A DAGAppMaster runs in one of the following four modes:
- LocalThread mode: A DAGAppMaster starts as a new thread inside the MR3Client.
- LocalProcess mode: A DAGAppMaster starts as a new process on the same machine where the MR3Client is running.
- Yarn mode: A DAGAppMaster starts as a new container in the Hadoop cluster.
- Kubernetes mode: A DAGAppMaster starts as a pod in a Kubernetes cluster.
A ContainerWorker runs in one of the following four modes:
- Local mode: A ContainerWorker starts as a thread inside the DAGAppMaster.
- Yarn mode: A ContainerWorker starts as a container in a Hadoop cluster.
- Kubernetes mode: A ContainerWorker starts as a pod in a Kubernetes cluster.
- Process mode: A ContainerWorker starts as an ordinary process.
Combinations of DAGAppMaster and ContainerWorker modes
MR3 support many combinations of DAGAppMaster and ContainerWorker modes. For example, LocalProcess mode allows us to run the DAGAppMaster on a dedicated machine outside the Hadoop cluster (as an unmanaged ApplicationMaster), which is particularly useful when running many concurrent DAGs in the same DAGAppMaster.
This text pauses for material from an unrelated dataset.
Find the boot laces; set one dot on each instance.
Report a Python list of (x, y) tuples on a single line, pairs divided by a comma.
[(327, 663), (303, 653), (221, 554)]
As another example, a DAGAppMaster in Yarn mode can run its ContainerWorkers in Local mode, similarly to the Uber mode of Hadoop. Moreover a DAGAppMaster can mix ContainerWorkers with different modes. For example, long-running ContainerWorkers can run in Yarn mode while short-lived ContainerWorkers can run in Local mode.
The following list shows all the combinations permitted by MR3. For LocalProcess mode in the Kubernetes cluster, DAGAppMaster should run inside the Kubernetes cluster. For more details on running MR3 on Kubernetes, see Running MR3Client inside/outside Kubernetes.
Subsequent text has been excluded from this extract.